Trois variétés majeures
Le choix variétal, bien qu’élargi, ne permet pas de déplacer la culture vers d’autres secteurs. « Un blé dur résistant à la fois à la fusariose -maladie de fin de cycle – et tolérant aux accidents de qualité n’existe pas encore », observe Matthieu Killmayer. Les « variétés conseillées » actuellement pour les régions beauceronnes sont centrées sur Anvergur, RGT Voilur et Relief. Ces trois obtentions font preuve, depuis trois ans, d’un comportement fiable et d’une adaptation à différents milieux. Anvergur apporte un bon compromis entre rendement, qualité et rusticité. « Elle s’impose dans tous les milieux grâce à sa grande souplesse » notent les ingénieurs d’Arvalis. Avec un bémol : une sensibilité à la verse. Anvergur assure en général une bonne qualité technologique, car elle se montre peu sensible au mitadinage et apporte une teneur en protéines correcte. La variété RGT Voilur s’impose comme une autre une référence en région Centre, grâce à sa tenue à la verse, à sa tolérance aux maladies du feuillage et à la moucheture. Elle possède de bonnes teneurs en protéine, une faible sensibilité à la moucheture avec un comportement correct en mitadinage : en bref, un bon compromis entre rendement et qualité. Le blé dur Relief fait aussi partie des variétés à fort potentiel en tous sols et en résultats pluriannuels, mais se montre sensible à certaines maladies foliaires : mosaïque des céréales, rouille jaune, septoriose. De bonne qualité technologique, Relief est peu sensible au mitadinage, avec un taux de protéines moyen. Le renouvellement variétal se poursuit depuis deux ans. Trois nouvelles obtentions sont à essayer dans les secteurs les plus au nord : Canaillou, RGT Belalur, RGT Kapsur. Résistante aux maladies, Canaillou permet de réduire la protection fongicide. De leur côté, RGT Kapsur et RGT Belalur assurent des potentiels élevés. Belalur devrait en principe être développée dans la région Centre.
Vers un blé dur premium
Pour relancer les surfaces de blé dur, la filière a annoncé un nouveau « plan stratégique » début 2022. Le but est clair : il s’agit de contractualiser 15 % de la production d’ici à trois ans.
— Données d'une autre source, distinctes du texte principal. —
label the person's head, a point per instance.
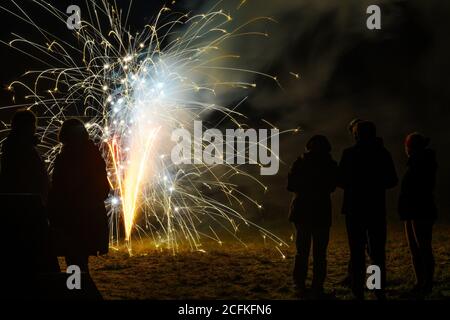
(24, 123)
(318, 144)
(73, 131)
(415, 142)
(352, 127)
(365, 131)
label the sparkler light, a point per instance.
(136, 89)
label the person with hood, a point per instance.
(417, 208)
(366, 171)
(76, 203)
(313, 177)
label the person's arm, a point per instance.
(391, 179)
(343, 171)
(293, 177)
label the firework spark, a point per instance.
(136, 89)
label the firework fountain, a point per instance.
(135, 89)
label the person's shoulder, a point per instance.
(348, 151)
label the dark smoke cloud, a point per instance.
(396, 76)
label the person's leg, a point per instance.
(415, 254)
(423, 233)
(320, 244)
(356, 238)
(82, 261)
(303, 243)
(376, 238)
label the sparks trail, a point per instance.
(136, 89)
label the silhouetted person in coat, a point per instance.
(22, 169)
(24, 188)
(79, 188)
(366, 171)
(313, 177)
(418, 209)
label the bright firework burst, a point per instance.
(136, 89)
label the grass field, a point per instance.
(257, 271)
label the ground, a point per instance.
(258, 271)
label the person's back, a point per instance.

Le plan prévoit aussi d’instaurer un blé dur « premium » en relançant la recherche variétale et en créant un socle qualitatif de production. Il reste peu de semenciers engagés dans l’amélioration du blé dur et renforcer les moyens de sélection pourrait élargir l’horizon génétique. Quatre grands axes de relance ont été identifiés : contractualisation, premium, financement de la sélection, projet ambitieux en génétique et agronomie. Toute une chaîne qui permettra de rendre le blé dur attractif pour les céréaliers et, a minima, de stabiliser les volumes actuels. Entre 2017 et 2022, la culture a perdu en France plus de 80 000 hectares et plus de 500 000 tonnes en volume. Le plan est en discussion entre la filière et les industriels.
- 600 000 tonnes de blé dur sont transformées.
- 500 000 tonnes de semoule sont produites.
- 240 000 tonnes de pâtes alimentaires sèches et 91 000 tonnes de couscous sont produites.